[や]で始まる語句・ことわざ
夜陰の城攻は敗軍の基(やいんのしろぜめははいぐんのもとい):【意味】敵の城に対して(その戦力を過小評価し、)無理に夜襲をかけるのはみすみすこちらの兵力を損耗するばかりで、かえって敵に逆襲の隙を与えることになるから得策ではない、ということ。(講談・太閤記:「欺かれたるは無念なれど、夜陰の城攻は敗軍の基でござる。今暫く御辛抱あれ」)
野猿坊の尻笑い(やえんぼうのけつわらい):【意味】猿が自分の尻の赤いことを棚に上げて人の尻を笑うように、自分の欠点に気づかず他人の欠点をあげつらう愚かな行いをいう「猿の尻笑い」(「猿の面笑い」)のこと。
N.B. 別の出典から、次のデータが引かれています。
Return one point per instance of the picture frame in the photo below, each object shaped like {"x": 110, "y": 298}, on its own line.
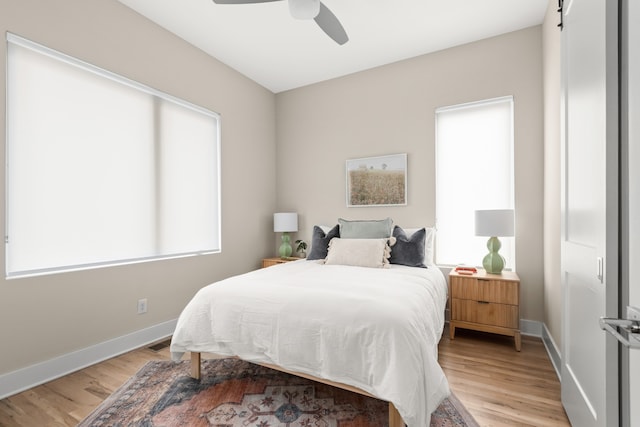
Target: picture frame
{"x": 377, "y": 181}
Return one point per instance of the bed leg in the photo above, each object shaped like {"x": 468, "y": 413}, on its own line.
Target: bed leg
{"x": 395, "y": 420}
{"x": 195, "y": 365}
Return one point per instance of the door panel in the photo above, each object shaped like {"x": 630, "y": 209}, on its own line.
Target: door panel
{"x": 588, "y": 227}
{"x": 631, "y": 50}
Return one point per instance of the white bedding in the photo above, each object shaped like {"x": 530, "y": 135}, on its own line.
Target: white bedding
{"x": 372, "y": 328}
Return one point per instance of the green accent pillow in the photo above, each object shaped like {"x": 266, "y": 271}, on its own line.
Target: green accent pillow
{"x": 365, "y": 229}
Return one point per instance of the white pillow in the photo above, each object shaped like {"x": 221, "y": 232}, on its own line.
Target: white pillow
{"x": 428, "y": 242}
{"x": 359, "y": 252}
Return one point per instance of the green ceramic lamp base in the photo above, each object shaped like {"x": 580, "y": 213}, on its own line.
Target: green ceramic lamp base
{"x": 493, "y": 262}
{"x": 285, "y": 247}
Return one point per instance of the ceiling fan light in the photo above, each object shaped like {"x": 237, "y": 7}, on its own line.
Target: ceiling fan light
{"x": 304, "y": 9}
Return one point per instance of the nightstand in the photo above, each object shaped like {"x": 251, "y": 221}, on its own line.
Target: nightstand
{"x": 486, "y": 302}
{"x": 268, "y": 262}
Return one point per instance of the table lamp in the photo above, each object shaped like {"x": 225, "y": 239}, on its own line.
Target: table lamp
{"x": 285, "y": 222}
{"x": 494, "y": 223}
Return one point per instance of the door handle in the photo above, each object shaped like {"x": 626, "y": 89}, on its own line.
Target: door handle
{"x": 631, "y": 325}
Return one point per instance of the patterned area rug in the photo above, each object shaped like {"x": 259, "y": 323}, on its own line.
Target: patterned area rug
{"x": 234, "y": 393}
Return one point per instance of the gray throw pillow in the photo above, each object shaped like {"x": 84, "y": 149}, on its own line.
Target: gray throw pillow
{"x": 365, "y": 229}
{"x": 408, "y": 251}
{"x": 320, "y": 242}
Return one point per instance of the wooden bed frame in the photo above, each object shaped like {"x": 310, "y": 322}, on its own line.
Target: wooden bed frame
{"x": 395, "y": 420}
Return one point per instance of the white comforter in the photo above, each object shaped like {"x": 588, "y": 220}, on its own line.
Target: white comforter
{"x": 375, "y": 329}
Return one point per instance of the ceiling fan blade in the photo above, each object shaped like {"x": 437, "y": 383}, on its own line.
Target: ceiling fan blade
{"x": 328, "y": 22}
{"x": 242, "y": 1}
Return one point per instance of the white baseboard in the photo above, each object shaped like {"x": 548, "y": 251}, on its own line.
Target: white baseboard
{"x": 531, "y": 327}
{"x": 31, "y": 376}
{"x": 552, "y": 350}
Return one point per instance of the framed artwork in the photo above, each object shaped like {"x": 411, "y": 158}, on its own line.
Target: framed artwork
{"x": 377, "y": 181}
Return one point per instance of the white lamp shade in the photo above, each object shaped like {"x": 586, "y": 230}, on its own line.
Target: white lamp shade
{"x": 304, "y": 9}
{"x": 285, "y": 222}
{"x": 495, "y": 223}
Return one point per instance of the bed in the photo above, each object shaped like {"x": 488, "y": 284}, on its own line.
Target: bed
{"x": 370, "y": 330}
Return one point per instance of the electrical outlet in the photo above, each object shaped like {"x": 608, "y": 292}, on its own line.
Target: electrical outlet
{"x": 142, "y": 306}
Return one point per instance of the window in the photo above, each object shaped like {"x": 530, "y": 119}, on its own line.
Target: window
{"x": 474, "y": 170}
{"x": 103, "y": 170}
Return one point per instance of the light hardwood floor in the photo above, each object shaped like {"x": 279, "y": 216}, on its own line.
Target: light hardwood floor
{"x": 499, "y": 386}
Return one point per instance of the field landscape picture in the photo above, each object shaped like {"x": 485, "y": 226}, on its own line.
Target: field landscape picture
{"x": 377, "y": 181}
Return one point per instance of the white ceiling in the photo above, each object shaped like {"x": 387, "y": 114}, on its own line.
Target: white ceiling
{"x": 263, "y": 42}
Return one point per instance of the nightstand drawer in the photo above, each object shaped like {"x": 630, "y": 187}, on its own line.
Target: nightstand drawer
{"x": 479, "y": 289}
{"x": 485, "y": 313}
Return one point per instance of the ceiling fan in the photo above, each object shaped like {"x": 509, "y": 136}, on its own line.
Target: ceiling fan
{"x": 307, "y": 9}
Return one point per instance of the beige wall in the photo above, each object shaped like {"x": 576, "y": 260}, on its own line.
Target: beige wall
{"x": 552, "y": 279}
{"x": 43, "y": 317}
{"x": 390, "y": 110}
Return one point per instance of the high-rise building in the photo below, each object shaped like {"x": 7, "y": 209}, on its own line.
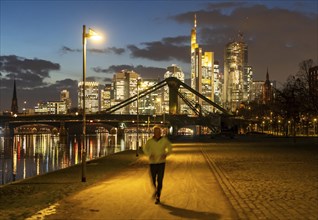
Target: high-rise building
{"x": 14, "y": 103}
{"x": 91, "y": 96}
{"x": 151, "y": 103}
{"x": 202, "y": 70}
{"x": 267, "y": 90}
{"x": 237, "y": 74}
{"x": 218, "y": 84}
{"x": 124, "y": 87}
{"x": 65, "y": 97}
{"x": 256, "y": 91}
{"x": 105, "y": 97}
{"x": 173, "y": 71}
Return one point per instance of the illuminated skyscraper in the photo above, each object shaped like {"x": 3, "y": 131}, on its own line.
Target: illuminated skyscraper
{"x": 173, "y": 71}
{"x": 105, "y": 97}
{"x": 65, "y": 97}
{"x": 237, "y": 74}
{"x": 267, "y": 91}
{"x": 14, "y": 103}
{"x": 124, "y": 87}
{"x": 202, "y": 76}
{"x": 91, "y": 96}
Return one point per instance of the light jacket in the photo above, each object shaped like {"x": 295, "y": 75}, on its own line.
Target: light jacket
{"x": 157, "y": 150}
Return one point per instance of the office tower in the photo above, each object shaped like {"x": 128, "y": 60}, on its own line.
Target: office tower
{"x": 174, "y": 71}
{"x": 218, "y": 83}
{"x": 14, "y": 103}
{"x": 65, "y": 97}
{"x": 91, "y": 97}
{"x": 151, "y": 103}
{"x": 125, "y": 86}
{"x": 105, "y": 97}
{"x": 202, "y": 70}
{"x": 256, "y": 91}
{"x": 237, "y": 74}
{"x": 267, "y": 91}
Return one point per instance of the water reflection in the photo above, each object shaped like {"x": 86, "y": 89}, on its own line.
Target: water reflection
{"x": 34, "y": 154}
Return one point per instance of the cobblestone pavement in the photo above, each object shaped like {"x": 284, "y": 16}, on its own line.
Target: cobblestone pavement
{"x": 267, "y": 180}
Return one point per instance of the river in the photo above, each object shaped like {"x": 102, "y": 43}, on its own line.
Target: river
{"x": 30, "y": 155}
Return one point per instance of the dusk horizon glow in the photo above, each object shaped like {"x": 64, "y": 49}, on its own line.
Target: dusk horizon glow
{"x": 40, "y": 42}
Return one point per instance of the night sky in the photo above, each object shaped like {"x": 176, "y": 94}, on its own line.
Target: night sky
{"x": 41, "y": 41}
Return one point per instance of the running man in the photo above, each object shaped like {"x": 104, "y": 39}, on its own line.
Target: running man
{"x": 157, "y": 149}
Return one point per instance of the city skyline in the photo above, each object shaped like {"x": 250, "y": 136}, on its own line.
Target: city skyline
{"x": 42, "y": 51}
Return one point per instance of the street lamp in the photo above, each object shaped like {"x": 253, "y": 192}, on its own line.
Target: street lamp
{"x": 91, "y": 34}
{"x": 315, "y": 125}
{"x": 137, "y": 144}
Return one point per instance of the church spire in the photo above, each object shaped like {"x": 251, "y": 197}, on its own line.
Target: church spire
{"x": 14, "y": 103}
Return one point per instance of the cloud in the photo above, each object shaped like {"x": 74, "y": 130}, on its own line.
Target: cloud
{"x": 30, "y": 76}
{"x": 108, "y": 50}
{"x": 277, "y": 38}
{"x": 168, "y": 49}
{"x": 144, "y": 71}
{"x": 32, "y": 72}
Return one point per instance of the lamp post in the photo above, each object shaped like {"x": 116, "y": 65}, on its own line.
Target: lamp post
{"x": 137, "y": 143}
{"x": 90, "y": 34}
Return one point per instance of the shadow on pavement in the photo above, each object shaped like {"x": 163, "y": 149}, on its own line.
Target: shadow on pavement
{"x": 190, "y": 214}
「野猿坊」は講談「国定忠治」にもある語句。また、「野猿を吹く」は入れ知恵をする、密告するの意。(講談・幡随院長兵衛:「イヤ乃公も若い時分にア隨分そんな事は幾何もあつた、野猿坊の尻笑ひだ、乃公ア入らねへと云やア、お前さんの折角の志を無にするやうなものだし」)
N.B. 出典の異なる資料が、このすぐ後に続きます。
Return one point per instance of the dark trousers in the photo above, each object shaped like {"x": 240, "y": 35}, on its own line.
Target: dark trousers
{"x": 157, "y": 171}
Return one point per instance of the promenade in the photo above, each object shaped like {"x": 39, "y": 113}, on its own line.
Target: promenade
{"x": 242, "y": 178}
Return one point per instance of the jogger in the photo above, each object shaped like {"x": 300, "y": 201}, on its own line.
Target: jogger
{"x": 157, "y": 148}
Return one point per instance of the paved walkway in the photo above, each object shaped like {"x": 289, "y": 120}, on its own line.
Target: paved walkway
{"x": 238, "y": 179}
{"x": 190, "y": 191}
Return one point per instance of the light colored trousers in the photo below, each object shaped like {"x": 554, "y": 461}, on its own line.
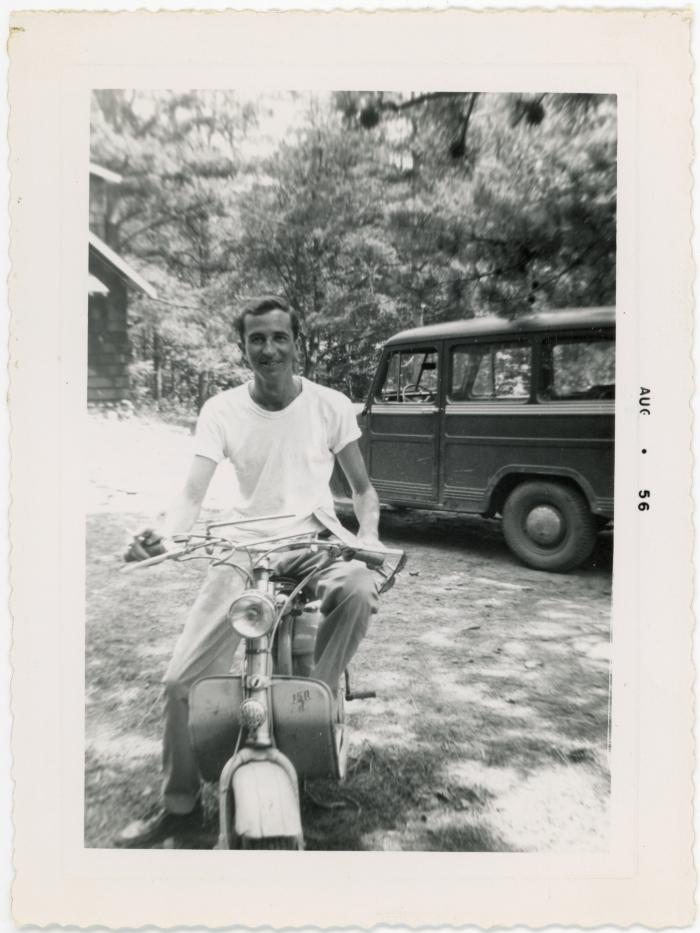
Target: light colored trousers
{"x": 348, "y": 595}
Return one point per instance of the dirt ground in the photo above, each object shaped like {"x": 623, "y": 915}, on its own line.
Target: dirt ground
{"x": 489, "y": 731}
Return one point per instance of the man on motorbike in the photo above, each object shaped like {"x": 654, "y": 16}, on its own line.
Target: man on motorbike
{"x": 282, "y": 433}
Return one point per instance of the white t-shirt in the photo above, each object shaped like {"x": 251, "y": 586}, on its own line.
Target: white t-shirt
{"x": 283, "y": 460}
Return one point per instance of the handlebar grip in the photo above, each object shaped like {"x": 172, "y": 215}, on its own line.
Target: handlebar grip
{"x": 373, "y": 559}
{"x": 149, "y": 562}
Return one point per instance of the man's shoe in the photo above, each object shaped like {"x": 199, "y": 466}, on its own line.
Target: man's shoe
{"x": 142, "y": 834}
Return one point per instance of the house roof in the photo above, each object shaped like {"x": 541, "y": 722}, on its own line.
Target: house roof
{"x": 96, "y": 287}
{"x": 105, "y": 173}
{"x": 121, "y": 265}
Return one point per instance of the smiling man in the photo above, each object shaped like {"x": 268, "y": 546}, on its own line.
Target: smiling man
{"x": 283, "y": 434}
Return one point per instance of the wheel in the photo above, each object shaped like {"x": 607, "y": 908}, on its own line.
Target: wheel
{"x": 549, "y": 526}
{"x": 271, "y": 842}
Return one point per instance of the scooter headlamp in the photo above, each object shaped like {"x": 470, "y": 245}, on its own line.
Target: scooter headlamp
{"x": 252, "y": 615}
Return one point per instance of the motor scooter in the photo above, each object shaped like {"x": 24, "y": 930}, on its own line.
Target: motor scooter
{"x": 260, "y": 731}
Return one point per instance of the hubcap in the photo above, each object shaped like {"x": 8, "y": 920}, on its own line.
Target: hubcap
{"x": 544, "y": 525}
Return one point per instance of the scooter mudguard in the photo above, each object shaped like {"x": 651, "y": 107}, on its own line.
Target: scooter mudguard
{"x": 304, "y": 724}
{"x": 258, "y": 799}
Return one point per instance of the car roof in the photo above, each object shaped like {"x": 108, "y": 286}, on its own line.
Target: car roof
{"x": 487, "y": 325}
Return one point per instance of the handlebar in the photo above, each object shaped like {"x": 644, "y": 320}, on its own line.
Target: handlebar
{"x": 218, "y": 550}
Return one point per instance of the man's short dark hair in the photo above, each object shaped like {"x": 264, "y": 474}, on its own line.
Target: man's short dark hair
{"x": 261, "y": 305}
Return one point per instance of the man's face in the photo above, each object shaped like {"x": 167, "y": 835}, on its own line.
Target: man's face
{"x": 269, "y": 344}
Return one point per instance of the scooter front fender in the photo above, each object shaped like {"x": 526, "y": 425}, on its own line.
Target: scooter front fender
{"x": 262, "y": 785}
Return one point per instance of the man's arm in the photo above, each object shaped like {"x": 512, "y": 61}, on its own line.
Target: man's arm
{"x": 184, "y": 511}
{"x": 364, "y": 497}
{"x": 181, "y": 515}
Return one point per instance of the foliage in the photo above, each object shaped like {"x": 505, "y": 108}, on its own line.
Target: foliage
{"x": 370, "y": 212}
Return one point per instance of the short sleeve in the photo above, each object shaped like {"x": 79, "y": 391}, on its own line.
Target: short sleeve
{"x": 209, "y": 435}
{"x": 345, "y": 427}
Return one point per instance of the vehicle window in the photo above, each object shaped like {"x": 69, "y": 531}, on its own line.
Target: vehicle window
{"x": 491, "y": 371}
{"x": 578, "y": 369}
{"x": 411, "y": 376}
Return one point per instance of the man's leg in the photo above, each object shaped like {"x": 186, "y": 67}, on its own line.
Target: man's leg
{"x": 205, "y": 647}
{"x": 349, "y": 595}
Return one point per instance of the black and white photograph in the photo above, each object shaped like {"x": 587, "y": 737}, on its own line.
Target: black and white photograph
{"x": 336, "y": 303}
{"x": 349, "y": 391}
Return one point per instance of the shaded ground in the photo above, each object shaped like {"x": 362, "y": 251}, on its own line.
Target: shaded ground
{"x": 489, "y": 729}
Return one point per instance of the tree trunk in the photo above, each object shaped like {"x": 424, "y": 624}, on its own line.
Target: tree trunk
{"x": 157, "y": 370}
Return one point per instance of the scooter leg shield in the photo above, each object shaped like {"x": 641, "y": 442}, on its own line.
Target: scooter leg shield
{"x": 266, "y": 797}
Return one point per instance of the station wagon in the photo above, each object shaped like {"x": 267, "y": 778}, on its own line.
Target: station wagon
{"x": 501, "y": 418}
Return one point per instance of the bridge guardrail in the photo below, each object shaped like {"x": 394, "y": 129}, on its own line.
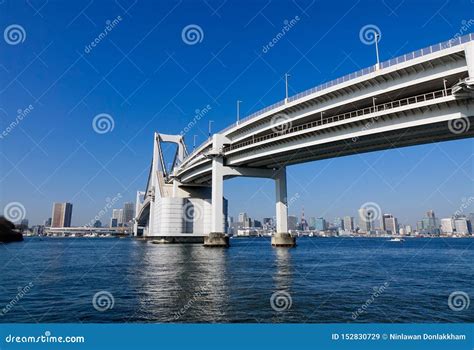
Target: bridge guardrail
{"x": 360, "y": 112}
{"x": 385, "y": 64}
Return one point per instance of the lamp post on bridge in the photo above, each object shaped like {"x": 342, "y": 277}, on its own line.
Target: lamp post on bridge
{"x": 238, "y": 111}
{"x": 377, "y": 38}
{"x": 287, "y": 75}
{"x": 210, "y": 124}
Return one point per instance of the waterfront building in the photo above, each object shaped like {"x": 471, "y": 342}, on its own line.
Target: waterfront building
{"x": 447, "y": 226}
{"x": 461, "y": 226}
{"x": 389, "y": 224}
{"x": 128, "y": 213}
{"x": 118, "y": 214}
{"x": 320, "y": 224}
{"x": 292, "y": 222}
{"x": 62, "y": 213}
{"x": 349, "y": 223}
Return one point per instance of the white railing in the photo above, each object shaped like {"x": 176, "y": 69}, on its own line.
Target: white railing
{"x": 407, "y": 57}
{"x": 288, "y": 129}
やかんの中の蛸じゃないが手も足も出ない(やかんのなかのたこじゃないがてもあしもでない):【意味】「手も足も出ない」(なすすべがないこと)に直喩をつけたもの。(講談・鼠小僧次郎吉、落語・梅若礼三郎:「こいつがもう博奕ですっかり取られちまってやかんへ入った蛸同様……」、真景累ヶ淵)
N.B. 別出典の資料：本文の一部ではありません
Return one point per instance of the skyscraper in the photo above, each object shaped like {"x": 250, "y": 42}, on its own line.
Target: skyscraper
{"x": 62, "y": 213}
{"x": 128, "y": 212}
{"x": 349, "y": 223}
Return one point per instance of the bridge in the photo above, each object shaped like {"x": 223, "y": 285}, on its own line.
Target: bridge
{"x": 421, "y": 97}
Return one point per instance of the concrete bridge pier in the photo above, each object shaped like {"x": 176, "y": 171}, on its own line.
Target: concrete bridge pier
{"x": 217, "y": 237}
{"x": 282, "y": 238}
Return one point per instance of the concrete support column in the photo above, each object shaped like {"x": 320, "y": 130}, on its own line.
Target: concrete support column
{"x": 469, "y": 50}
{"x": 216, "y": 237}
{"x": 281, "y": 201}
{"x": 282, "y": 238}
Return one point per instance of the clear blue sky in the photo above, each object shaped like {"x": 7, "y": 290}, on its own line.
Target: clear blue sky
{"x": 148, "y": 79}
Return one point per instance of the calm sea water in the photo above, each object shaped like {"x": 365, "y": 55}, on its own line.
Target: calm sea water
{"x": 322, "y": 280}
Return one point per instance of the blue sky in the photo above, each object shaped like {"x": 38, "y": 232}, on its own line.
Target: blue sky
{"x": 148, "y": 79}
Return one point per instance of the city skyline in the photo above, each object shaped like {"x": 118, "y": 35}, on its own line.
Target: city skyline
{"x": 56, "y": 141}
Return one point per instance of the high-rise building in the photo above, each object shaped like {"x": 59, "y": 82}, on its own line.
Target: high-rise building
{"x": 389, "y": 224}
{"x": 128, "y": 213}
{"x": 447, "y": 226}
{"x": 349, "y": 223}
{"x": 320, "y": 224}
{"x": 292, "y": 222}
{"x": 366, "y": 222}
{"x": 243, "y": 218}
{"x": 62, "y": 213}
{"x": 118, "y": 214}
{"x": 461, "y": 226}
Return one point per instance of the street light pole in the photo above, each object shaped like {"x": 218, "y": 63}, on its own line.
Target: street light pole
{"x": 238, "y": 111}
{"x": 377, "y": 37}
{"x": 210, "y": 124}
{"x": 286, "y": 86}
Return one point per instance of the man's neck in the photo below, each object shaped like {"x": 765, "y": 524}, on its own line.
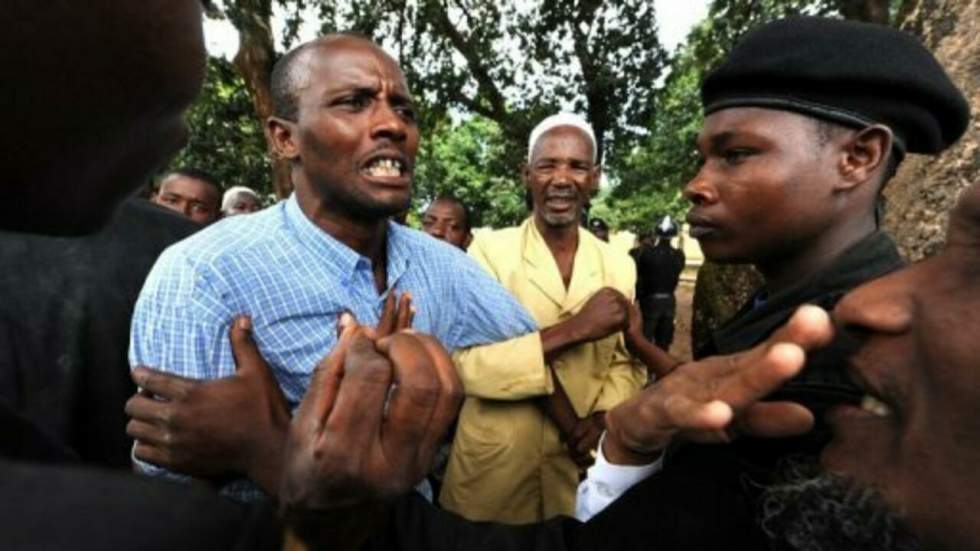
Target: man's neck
{"x": 788, "y": 270}
{"x": 366, "y": 237}
{"x": 562, "y": 241}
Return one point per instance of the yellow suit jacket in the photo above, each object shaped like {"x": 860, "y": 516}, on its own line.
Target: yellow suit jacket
{"x": 507, "y": 462}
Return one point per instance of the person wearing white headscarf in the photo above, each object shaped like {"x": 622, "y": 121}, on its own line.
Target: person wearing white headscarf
{"x": 240, "y": 200}
{"x": 535, "y": 404}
八寸に余れる駿足(馬)(やきにあまれるしゅんそく):【意味】肩の高さが四尺八寸を越える立派な体格の馬、ということ。(講談・寛永三馬術:「成程聞いたよりも立派なもの、八寸に餘れる駿足」他)
焼き餅は遠火に焼けよ焼く人の胸も焦がさず味わいもよし(やきもちはとおびにやけよやくひとのむねもこがさずあじわいもよし):【意味】嫉妬は直に相手に向かって表現すると殺伐としてしまうので、それとなく皮肉やほのめかしとして伝えるのが上品であり、波風も立たない大人のやり方である、ということをいう歌。(落語・喜撰小僧:「お焼きもちの噂をよく申し上げるようでございますが……“焼き餅は遠火に焼けよ焼く人の…胸を焦がさず味わいもよし”」、洒落小町)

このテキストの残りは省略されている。